Manuel Valenzuela -- World News Trust
Branch Warfare and the Evolution of Aggression
Sept. 28, 2006 -- The pages of history, those monuments to humankind’s brief rule over the planet, are replete with violence, death and destruction. Indeed, it can be argued successfully that war, genocide, ethnic cleansing and human violence against each other have defined humanity’s tumultuous existence on Earth. We are inseparable from death and destruction, suffering and violence. Turning the pages of the little we know of our own past, one thing becomes quite apparent: Throughout time, in all corners of the world, mankind has lived side by side with war, destruction and death. We have defined our existence through the self-inflicted violence we unleash upon ourselves. What is it about the human condition that espouses in us a propensity to grossly annihilate ourselves, inflicting horrendous misery onto our kind?

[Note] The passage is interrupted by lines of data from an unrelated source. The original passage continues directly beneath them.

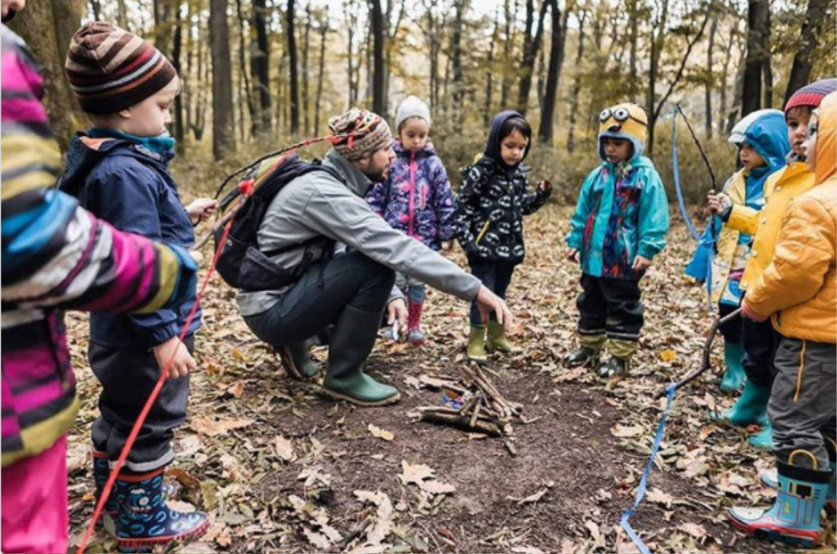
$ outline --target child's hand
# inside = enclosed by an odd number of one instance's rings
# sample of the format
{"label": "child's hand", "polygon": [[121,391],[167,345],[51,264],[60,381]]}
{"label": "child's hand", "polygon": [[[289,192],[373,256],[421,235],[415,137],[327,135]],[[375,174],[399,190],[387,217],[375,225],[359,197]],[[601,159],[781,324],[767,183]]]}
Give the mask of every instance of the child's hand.
{"label": "child's hand", "polygon": [[189,214],[193,224],[197,225],[211,218],[215,213],[217,205],[218,202],[212,198],[198,198],[186,207],[186,212]]}
{"label": "child's hand", "polygon": [[172,336],[162,344],[154,346],[152,350],[161,370],[166,368],[169,360],[174,356],[174,362],[168,370],[168,377],[172,379],[185,377],[189,374],[189,372],[198,369],[198,364],[189,354],[186,345],[181,342],[177,336]]}
{"label": "child's hand", "polygon": [[706,199],[709,204],[709,211],[715,215],[721,215],[732,203],[728,196],[723,192],[716,194],[715,191],[709,191]]}
{"label": "child's hand", "polygon": [[651,260],[643,256],[634,257],[634,264],[631,265],[631,269],[637,273],[641,273],[650,267],[651,267]]}

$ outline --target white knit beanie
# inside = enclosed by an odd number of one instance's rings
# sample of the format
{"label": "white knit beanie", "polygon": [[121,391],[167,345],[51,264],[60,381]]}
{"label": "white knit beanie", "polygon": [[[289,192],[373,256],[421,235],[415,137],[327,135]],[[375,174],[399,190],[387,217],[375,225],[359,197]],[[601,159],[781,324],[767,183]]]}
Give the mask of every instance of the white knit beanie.
{"label": "white knit beanie", "polygon": [[401,124],[408,120],[411,117],[420,117],[421,119],[427,121],[428,126],[430,126],[430,108],[418,96],[413,96],[410,95],[408,96],[401,105],[398,106],[398,115],[395,116],[395,128],[396,130],[401,128]]}

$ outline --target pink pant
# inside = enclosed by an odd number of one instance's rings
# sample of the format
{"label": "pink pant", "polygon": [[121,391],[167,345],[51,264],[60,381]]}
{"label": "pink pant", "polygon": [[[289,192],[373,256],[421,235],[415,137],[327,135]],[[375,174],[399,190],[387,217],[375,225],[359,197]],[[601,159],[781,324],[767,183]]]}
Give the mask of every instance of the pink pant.
{"label": "pink pant", "polygon": [[67,435],[3,469],[3,552],[67,551]]}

Violence and humanity were born conjoined twins out of the thick canopy of our ancestral home in the Eastern African jungles. Even in the ape-like appearance and behavior of our primate selves could our violent genes be seen. Competition forced upon us the will to survive through the defeat of competitor groups. Wars waged high in the canopy became the first symptoms of our disease. Group versus group, competitor versus competitor, the violence ingrained in us manifested itself in the primitive battles and hollowed screams of our long-gone ancestors.
Branch to branch, foot by foot, with nail and teeth the prelude to modern warfare was born.
Struggling over territory we fought interlopers; competing for finite resources, we waged battles. Our drive to procreate pitted male versus male in animalistic bouts of combat that killed, wounded or banished. The winner of such fights controlled fertile females, claiming new forested territory as a result, thus becoming the new procreator of genetic bonds, killing off genetic competitor’s offspring if he had to. Survival of the fittest ensured that only our most able ancestors succeeded and passed on their seed to future generations.
In a world of survival that depended on an ability to defend the group and protect territory from alien invaders, our primate ancestors had to evolve violence. Only those who developed the greatest propensity to violence and those who possessed the best skills in combat could be assured of survival. Thus, it was these skills and propensities that got passed down generation to generation, eventually becoming attached to our evolving makeup. Survival of the fittest demanded that violence become part of the human condition, a necessary and adaptable behavior needed to survive and thrive.
To fight or fail, to battle and win, our early days, full of competition for sexual mates, territory and finite resources, became the primitive engenderer of the violence that befalls humanity today, just as it has throughout history. To develop aggressiveness, propensity to violence and skill in combat assured our ancestors lived another day. To fail in battle meant almost certain extinction and genetic banishment. It was those who survived, those who are today our most direct predecessors that were the most violent, the most lethal and most adept in aggression whose genes we eventually inherited.